BACKGROUND: To determine the anti-inflammatory effects of IMD-0354, a specific NF-κB blocker, on glial cells in rats with streptozotocin (STZ)-induced diabetic retinopathy (DR). METHODS: The following four groups of rats were used: control, control + IMD-0354, STZ, and STZ + IMD-0354. After six weeks of STZ injection, diabetic rats and nondiabetic control rats received IMD-0354 (30 mg/kg) or an equal volume of 4% dimethyl sulfoxide (DMSO) in phosphate-buffered saline intraperitoneally for six consecutive weeks. The following four groups of primary rat retinal microglia and Müller cells were used: control (5 mM), control + IMD-0354, high glucose (20 mM), and high glucose + IMD-0354. The effects of IMD-0354 on nuclear factor-κB (NF-κB) activation, oxidative stress strength, expression of inflammatory cytokines and VEGF (vascular endothelial growth factor), activation of glial cells, and apoptosis of neuron cells were evaluated by immunohistochemistry, oxidative stress assays, western blot, enzyme linked immunosorbent assay (ELISA) and terminal deoxynucleotidyl transferase dUTP nick end labeling (TUNEL) staining respectively. RESULTS: Nuclear translocation of NF-κB was markedly increased in diabetic rat retina and high glucose treated glial cells.
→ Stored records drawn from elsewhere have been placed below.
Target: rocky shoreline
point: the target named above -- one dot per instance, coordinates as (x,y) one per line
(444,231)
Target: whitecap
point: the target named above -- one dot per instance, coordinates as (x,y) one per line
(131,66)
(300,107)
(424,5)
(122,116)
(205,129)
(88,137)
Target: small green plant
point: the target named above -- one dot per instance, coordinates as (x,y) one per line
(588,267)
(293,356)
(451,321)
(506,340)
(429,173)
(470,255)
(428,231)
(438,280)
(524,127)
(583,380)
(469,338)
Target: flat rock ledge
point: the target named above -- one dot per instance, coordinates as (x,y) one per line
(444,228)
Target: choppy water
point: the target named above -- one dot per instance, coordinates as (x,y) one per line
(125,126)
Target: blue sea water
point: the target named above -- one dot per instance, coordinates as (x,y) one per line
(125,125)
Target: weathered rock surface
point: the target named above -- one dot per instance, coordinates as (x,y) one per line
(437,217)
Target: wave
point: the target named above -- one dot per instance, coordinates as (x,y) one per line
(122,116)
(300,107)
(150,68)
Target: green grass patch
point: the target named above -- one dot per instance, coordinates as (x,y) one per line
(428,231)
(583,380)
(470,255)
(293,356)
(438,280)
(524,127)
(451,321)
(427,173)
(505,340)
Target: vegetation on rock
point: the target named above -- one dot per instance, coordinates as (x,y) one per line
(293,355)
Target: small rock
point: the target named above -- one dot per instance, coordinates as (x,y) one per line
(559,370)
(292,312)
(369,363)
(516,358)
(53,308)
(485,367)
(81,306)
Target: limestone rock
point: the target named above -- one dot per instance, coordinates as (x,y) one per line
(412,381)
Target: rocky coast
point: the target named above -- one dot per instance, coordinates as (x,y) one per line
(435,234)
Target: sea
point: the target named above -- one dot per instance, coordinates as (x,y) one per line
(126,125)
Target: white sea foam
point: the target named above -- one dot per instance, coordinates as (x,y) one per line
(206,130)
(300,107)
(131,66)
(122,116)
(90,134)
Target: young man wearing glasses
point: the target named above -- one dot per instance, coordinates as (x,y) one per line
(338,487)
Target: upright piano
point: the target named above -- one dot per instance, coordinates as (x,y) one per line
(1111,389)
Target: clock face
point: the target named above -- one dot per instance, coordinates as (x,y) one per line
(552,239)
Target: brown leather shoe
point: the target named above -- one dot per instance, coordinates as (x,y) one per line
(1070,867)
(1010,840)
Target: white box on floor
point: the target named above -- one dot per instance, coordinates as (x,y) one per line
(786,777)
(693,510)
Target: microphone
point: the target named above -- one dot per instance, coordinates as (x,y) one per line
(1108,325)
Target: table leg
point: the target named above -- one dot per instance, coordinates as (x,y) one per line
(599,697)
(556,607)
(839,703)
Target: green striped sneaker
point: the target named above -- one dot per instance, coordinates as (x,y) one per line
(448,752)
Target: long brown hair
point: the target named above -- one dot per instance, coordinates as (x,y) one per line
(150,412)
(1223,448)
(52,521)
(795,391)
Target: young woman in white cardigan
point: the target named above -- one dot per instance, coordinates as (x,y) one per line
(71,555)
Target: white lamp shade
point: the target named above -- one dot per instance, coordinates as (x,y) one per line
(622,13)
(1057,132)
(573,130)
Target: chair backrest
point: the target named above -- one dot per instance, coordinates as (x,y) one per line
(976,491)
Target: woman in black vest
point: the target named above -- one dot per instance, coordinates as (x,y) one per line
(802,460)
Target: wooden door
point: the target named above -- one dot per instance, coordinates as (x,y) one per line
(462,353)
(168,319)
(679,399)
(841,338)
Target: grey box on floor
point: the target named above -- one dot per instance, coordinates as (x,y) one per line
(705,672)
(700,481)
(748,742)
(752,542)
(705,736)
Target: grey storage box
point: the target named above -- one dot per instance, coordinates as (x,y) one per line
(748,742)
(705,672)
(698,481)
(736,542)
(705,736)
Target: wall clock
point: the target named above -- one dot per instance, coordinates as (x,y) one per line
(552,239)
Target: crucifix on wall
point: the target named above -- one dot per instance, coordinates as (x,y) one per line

Systemic administration of IMD-0354 significantly inhibited NF-κB activation in both diabetic rat retina and high glucose treated glial cells, ameliorated oxidative injury, inflammatory responses, VEGF production and glial cell activation, and protected neurons from apoptosis. CONCLUSIONS: Our findings indicated that NF-κB activation is acritical step in the abnormal reactivity of glial cells in STZ-induced diabetic rats. Inhibition effect of IMD-0354 on NF-κB activation may represent a promising therapeutic strategy for DR via a variety of mechanisms, including inflammation reduction and glial cells regulation.